In the process of investigating a performance difference between Clang & GCC when both compile
the same non-toolchain program while using the "same"* compiler flags, I have found something
that may be worth changing in Clang, developed a patch, and confirmed that the patch has its
intended effect.
*: "same" in quotes b/c the essence of the problem is that the _meaning_ of "-O3" on Clang
differs from that of "-O3" on GCC in at least one way.
The specific problem here relates to the default settings for FP contraction, e.g. fused
multiply-add. At -O2 and higher, GCC defaults FP contraction to "fast", i.e. always on.
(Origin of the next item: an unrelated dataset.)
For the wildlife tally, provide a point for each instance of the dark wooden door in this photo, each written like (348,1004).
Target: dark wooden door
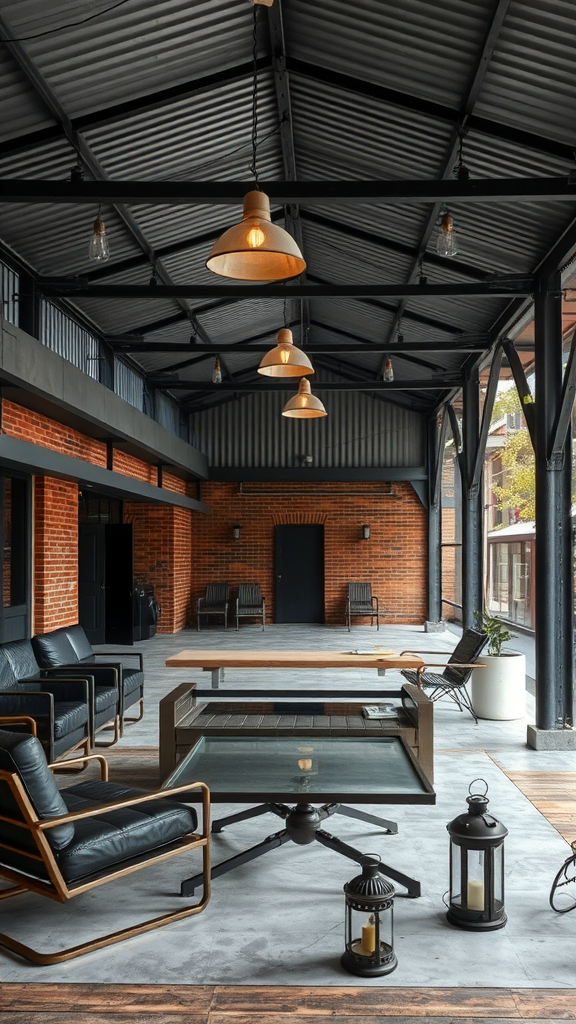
(91,579)
(299,573)
(119,568)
I`m
not suggesting that Clang/LLVM/both need to do the same, since Clang+LLVM has good support for
"#pragma STDC FP_CONTRACT".
If we keep Clang`s default for FP contraction at "on" [which really means "according to the
pragma"] but change the default value of the _pragma_ [currently off] to on at -O3, then Clang
will be more competitive with GCC at high optimization settings without resorting to the
more-brutish "fast by default" at plain -O3 [as opposed to "-Ofast", "-O3 -ffast-math", etc.].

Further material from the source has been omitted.